Teknologi Ramah Lingkungan Untuk Industri Pulp & Kertas

KEGIATAN utama dalam industri pulp dan kertas adalah proses pulping (proses pembuatan pulp) dan proses bleaching (proses pemutihan pulp). Saat ini sebagian besar teknologi pulping yang digunakan dalam industri pulp dan kertas di Indonesia adalah proses kraft atau proses sulfat yang memang merupakan proses paling banyak digunakan di seluruh dunia.

Proses kraft diakui mempunyai banyak segi positif, antara lain mampu mengolah semua jenis bahan baku dengan berbagai macam kualitas dan dapat menghasilkan pulp dengan kualitas yang sangat prima. Di lain pihak, proses konvensional ini juga mempunyai beberapa kelemahan, salah satunya adalah kontribusinya terhadap pencemaran lingkungan.

Tuntutan masyarakat akan teknologi bersih semakin meningkat, baik di tingkat nasional maupun internasional, tentu saja tidak bisa diakomodasi dengan menggunakan proses kraft. Bahkan, ada sinyalemen bahwa masyarakat internasional untuk tidak membeli pulp apabila dalam proses produksinya tidak menggunakan teknologi bersih.

Agar produksi pulp yang dihasilkan dapat diterima di pasar internasional, maka harus dilakukan usaha-usaha pencarian teknologi alternatif yang lebih aman terhadap lingkungan. Penelitian dan pengembangan teknologi dalam bidang pulp telah banyak dilakukan dengan tujuan menjawab permasalahan lingkungan yang ditimbulkan oleh industri ini, baik penelitian dalam teknologi pembuatan pulp maupun dalam teknologi pemutihan pulp.

Penemuan-penemuan dan inovasi teknologi tersebut sebagian sudah ada yang diterapkan dalam skala industri, sebagian masih dalam taraf uji coba untuk penyempurnaan dalam skala pilot project, dan sebagian lainnya masih dalam taraf penelitian dan pengembangan dalam skala laboratorium.

Teknologi "pulping"

Beberapa inovasi teknologi pulping telah ditemukan dan terbukti lebih aman terhadap lingkungan. Teknologi tersebut misalnya adalah modifikasi proses kraft konvensional, kombinasi beberapa proses konvensional (proses ASAM), penggunaan bahan kimia organik dalam proses pulping (proses organosolv), dan pemanfaatan mikroba dalam proses pulping (proses biopulping).

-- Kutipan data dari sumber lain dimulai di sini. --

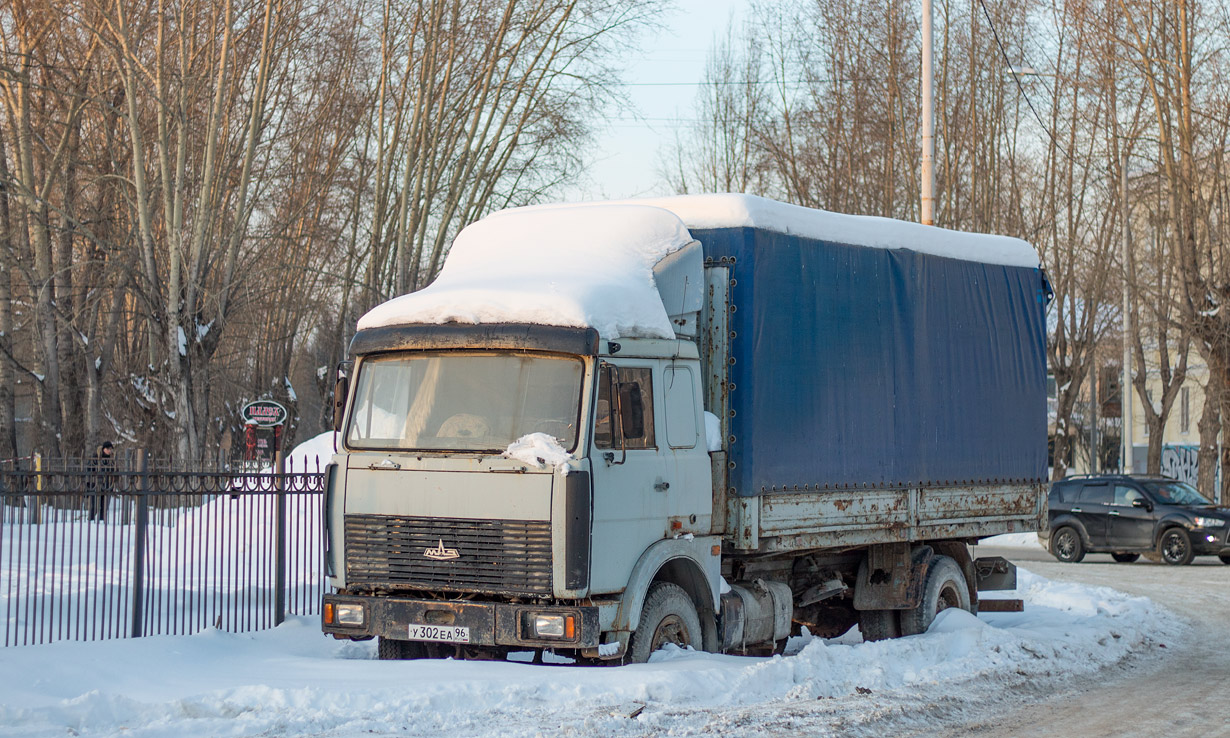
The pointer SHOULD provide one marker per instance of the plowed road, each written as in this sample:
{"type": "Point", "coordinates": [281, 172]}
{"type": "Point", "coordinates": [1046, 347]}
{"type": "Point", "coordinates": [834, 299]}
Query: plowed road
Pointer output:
{"type": "Point", "coordinates": [1182, 694]}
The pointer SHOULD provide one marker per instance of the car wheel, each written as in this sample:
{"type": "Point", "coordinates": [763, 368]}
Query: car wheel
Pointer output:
{"type": "Point", "coordinates": [1065, 545]}
{"type": "Point", "coordinates": [668, 616]}
{"type": "Point", "coordinates": [878, 625]}
{"type": "Point", "coordinates": [945, 588]}
{"type": "Point", "coordinates": [1175, 547]}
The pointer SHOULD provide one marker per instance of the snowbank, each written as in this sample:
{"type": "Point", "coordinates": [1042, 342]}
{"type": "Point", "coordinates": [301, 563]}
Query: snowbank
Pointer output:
{"type": "Point", "coordinates": [313, 454]}
{"type": "Point", "coordinates": [1014, 540]}
{"type": "Point", "coordinates": [581, 267]}
{"type": "Point", "coordinates": [294, 682]}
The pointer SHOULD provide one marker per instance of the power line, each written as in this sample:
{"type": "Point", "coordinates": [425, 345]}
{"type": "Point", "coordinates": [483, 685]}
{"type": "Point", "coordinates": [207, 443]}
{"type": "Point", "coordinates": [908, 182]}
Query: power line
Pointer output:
{"type": "Point", "coordinates": [1016, 78]}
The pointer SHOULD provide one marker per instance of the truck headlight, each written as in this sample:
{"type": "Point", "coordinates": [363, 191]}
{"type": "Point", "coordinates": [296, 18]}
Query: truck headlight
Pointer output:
{"type": "Point", "coordinates": [348, 614]}
{"type": "Point", "coordinates": [555, 626]}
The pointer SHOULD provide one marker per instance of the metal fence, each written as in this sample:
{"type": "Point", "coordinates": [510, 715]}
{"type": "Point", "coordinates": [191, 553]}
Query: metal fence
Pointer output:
{"type": "Point", "coordinates": [128, 549]}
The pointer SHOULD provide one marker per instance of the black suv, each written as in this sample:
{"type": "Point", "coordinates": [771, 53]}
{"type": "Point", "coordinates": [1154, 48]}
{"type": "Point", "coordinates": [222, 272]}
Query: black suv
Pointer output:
{"type": "Point", "coordinates": [1128, 515]}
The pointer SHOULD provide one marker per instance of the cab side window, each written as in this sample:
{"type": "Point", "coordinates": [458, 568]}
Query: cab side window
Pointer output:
{"type": "Point", "coordinates": [1095, 495]}
{"type": "Point", "coordinates": [625, 410]}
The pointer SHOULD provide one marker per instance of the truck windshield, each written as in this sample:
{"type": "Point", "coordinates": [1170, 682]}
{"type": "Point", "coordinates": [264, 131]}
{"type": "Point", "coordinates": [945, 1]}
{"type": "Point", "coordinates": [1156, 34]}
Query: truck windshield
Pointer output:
{"type": "Point", "coordinates": [464, 402]}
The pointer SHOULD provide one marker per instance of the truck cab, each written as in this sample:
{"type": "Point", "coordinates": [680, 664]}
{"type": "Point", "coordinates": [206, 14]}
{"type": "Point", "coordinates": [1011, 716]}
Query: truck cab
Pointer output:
{"type": "Point", "coordinates": [597, 433]}
{"type": "Point", "coordinates": [433, 525]}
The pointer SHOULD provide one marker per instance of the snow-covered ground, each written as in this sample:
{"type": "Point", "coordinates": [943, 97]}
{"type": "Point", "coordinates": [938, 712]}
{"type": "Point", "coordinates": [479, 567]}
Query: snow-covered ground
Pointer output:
{"type": "Point", "coordinates": [1014, 540]}
{"type": "Point", "coordinates": [294, 682]}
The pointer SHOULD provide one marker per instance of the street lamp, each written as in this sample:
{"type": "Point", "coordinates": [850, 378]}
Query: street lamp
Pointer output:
{"type": "Point", "coordinates": [928, 162]}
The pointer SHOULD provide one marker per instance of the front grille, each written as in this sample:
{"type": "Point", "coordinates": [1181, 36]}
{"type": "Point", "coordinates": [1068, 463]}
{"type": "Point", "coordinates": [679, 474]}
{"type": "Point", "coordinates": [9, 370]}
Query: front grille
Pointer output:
{"type": "Point", "coordinates": [492, 556]}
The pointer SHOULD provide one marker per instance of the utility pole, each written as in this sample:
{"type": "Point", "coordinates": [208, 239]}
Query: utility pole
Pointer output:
{"type": "Point", "coordinates": [928, 188]}
{"type": "Point", "coordinates": [1126, 391]}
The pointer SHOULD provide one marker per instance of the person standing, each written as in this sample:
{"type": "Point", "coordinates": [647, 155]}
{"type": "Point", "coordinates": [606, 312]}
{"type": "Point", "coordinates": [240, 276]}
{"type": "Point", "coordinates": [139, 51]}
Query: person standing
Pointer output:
{"type": "Point", "coordinates": [100, 470]}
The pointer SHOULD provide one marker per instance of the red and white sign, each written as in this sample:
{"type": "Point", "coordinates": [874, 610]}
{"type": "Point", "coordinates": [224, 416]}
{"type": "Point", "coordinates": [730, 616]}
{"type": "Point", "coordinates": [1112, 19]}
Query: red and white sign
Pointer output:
{"type": "Point", "coordinates": [265, 413]}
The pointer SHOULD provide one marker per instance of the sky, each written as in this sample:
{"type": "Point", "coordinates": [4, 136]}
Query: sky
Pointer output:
{"type": "Point", "coordinates": [661, 86]}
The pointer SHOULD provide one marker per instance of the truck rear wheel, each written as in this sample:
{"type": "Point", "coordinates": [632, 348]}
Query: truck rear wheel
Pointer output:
{"type": "Point", "coordinates": [945, 588]}
{"type": "Point", "coordinates": [1067, 546]}
{"type": "Point", "coordinates": [668, 616]}
{"type": "Point", "coordinates": [1175, 547]}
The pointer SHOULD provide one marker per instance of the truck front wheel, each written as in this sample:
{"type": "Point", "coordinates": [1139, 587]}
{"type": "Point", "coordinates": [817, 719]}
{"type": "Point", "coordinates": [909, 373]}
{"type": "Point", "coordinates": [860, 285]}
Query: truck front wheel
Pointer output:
{"type": "Point", "coordinates": [945, 588]}
{"type": "Point", "coordinates": [878, 625]}
{"type": "Point", "coordinates": [668, 616]}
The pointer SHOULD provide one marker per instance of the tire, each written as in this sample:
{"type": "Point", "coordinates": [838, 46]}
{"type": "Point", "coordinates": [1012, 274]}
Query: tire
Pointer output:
{"type": "Point", "coordinates": [395, 650]}
{"type": "Point", "coordinates": [1175, 547]}
{"type": "Point", "coordinates": [878, 625]}
{"type": "Point", "coordinates": [1067, 546]}
{"type": "Point", "coordinates": [945, 588]}
{"type": "Point", "coordinates": [668, 616]}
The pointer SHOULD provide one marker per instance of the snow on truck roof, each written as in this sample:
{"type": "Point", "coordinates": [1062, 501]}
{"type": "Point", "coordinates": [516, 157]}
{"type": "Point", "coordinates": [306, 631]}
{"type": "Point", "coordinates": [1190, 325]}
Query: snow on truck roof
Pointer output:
{"type": "Point", "coordinates": [737, 210]}
{"type": "Point", "coordinates": [592, 265]}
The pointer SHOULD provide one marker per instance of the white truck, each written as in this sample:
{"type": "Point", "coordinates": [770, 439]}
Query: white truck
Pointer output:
{"type": "Point", "coordinates": [706, 421]}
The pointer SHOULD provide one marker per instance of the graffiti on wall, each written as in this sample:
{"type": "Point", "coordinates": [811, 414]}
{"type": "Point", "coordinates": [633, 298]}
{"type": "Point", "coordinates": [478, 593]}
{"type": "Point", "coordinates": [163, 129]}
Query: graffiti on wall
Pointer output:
{"type": "Point", "coordinates": [1181, 463]}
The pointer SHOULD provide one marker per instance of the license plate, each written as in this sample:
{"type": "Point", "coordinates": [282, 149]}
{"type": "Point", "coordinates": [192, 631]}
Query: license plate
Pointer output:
{"type": "Point", "coordinates": [442, 634]}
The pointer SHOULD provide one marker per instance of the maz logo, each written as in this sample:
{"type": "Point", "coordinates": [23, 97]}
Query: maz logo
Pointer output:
{"type": "Point", "coordinates": [440, 554]}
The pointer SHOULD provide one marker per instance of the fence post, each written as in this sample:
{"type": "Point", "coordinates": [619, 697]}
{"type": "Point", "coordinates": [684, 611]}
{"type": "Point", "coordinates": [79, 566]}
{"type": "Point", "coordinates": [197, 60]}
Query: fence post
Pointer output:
{"type": "Point", "coordinates": [139, 545]}
{"type": "Point", "coordinates": [279, 525]}
{"type": "Point", "coordinates": [36, 502]}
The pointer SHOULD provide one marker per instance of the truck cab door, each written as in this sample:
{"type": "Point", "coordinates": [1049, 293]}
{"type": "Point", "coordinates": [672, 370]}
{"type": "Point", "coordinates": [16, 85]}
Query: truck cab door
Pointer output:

Pengembangan teknologi pulping pada saat ini bertujuan terutama untuk menghasilkan pulp dengan bilangan kappa rendah, sehingga dalam proses pemutihan pulp lebih aman terhadap pencemaran lingkungan. Di antara inovasi teknologi dalam proses pulping tersebut, ada dua jenis teknologi yang bisa dikatakan bersifat revolusif dan sangat aman terhadap lingkungan serta kemungkinan besar bisa memberikan harapan untuk diterapkan dalam skala pabrik di masa depan. Kedua jenis teknologi pulping tersebut adalah proses bio-pulping dan proses organosolv.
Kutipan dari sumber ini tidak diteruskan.